Databases Stored Procedure for Automated Change-log

Ritesh Agrawal
4 min readJan 31, 2021

Assume you have a table where each row contains various features about customers. These features can be static (eg. account creation time, gender, etc) and/or dynamic (eg. “number of searches”, “last visited on”, etc). One of the challenges encountered in maintaining such a table is that different processes updated these features at different times. For instance, some of the dynamic features can be real-time whereas others might be coming from Hadoop and might have 24-hour latency. From a debugging perspective having a table that gets updated by different processes can be a nightmare as there is no way to travel in time and determine how feature values have changed over time. An obvious solution is to keep a changelog.

While there are many ways to create such a changelog, this post focuses on leveraging database stored procedures to automatically create changelog when inserting or updating features. Databases stored procedure allows defining custom processing on inserted/updated data in the database and gets triggered during regular CRUD (Create-Read-Update-Delete) operations. I particularly like this approach as it’s way more tightly integrated with the databases and keeps the application layer cleaner and leaner.

There are three steps to get the stored procedure working. The post below provides an example of the three steps. In the example below, the aim is to observe any kind of insert or update operation on one table user_featuresand create an entry in the changelog table so that we can keep of how features in user_features table changed over time.

Step 1: Define the table to observe
To demonstrate how stored procedures work, let’s create two tables. As defined below, the user_featurestable contains various features about customers.

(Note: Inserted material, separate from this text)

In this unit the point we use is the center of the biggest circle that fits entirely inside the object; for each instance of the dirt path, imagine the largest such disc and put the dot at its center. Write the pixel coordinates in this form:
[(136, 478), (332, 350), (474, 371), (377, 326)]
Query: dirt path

We also define another table, changelog, to capture changes (when and how) in customer features.

-- Define customer feature table 
CREATE TABLE user_features (
id INTEGER PRIMARY KEY, -- customer_id
account_created_at DATE, -- ACCOUNT CREATION DATE
search_ct INTEGER, -- NUMBER OF SEARCHES
click_ct INTEGER -- NUMBER OF CLICKS
)
-- Define changelog table to capture changes
CREATE TABLE changelog (
customer_id INTEGER NOT NULL,
created_at TIMESTAMPTZ NOT NULL DEFAULT NOW(),
data JSONB NOT NULL -- STORE FEATURES THAT WERE UPDATED
)

Step 2: Define the task to perform
Next, as shown below, we create a function that will listen to changes in the user_featurestable and add an entry in the changelogtable. The function has access to many useful variables but the two most important are “OLD” and “NEW”. As the name suggests, the “OLD” variable contains a database row that will be updated before changes. The “NEW” variable contains a copy of the row after changes. Below, we convert the updated row into JSON blob and remove “id” as we are separately storing it. This will become clear once we insert rows into our customer feature table below.

CREATE OR REPLACE FUNCTION log ()
RETURNS TRIGGER
AS $BODY$
BEGIN
IF TG_OP IN ('UPDATE', 'INSERT') THEN
INSERT INTO changelog (customer_id, data)
VALUES (
NEW.id,
JSON_STRIP_NULLS(ROW_TO_JSON(NEW))::JSONB - 'id'
);
END IF;
RETURN NEW;
END;
$BODY$
LANGUAGE plpgsql
VOLATILE
SECURITY DEFINER
COST 100;

Step 3: Define Triggers to connect the observed table and the task to perform
Lastly, we create separate triggers to bind the above function to the insert and the update operations on the user_features table.

CREATE TRIGGER log_insert
AFTER INSERT ON user_features
FOR EACH ROW
EXECUTE PROCEDURE add_changelog ();
CREATE TRIGGER log_update
AFTER UPDATE ON user_features
FOR EACH ROW
WHEN (OLD.* IS DISTINCT FROM NEW.*)
EXECUTE PROCEDURE add_changelog ();

Now, the fun begins. Inserting a new record or updating an existing row in thecustomer_feature table automatically creates a new record in the changelog table.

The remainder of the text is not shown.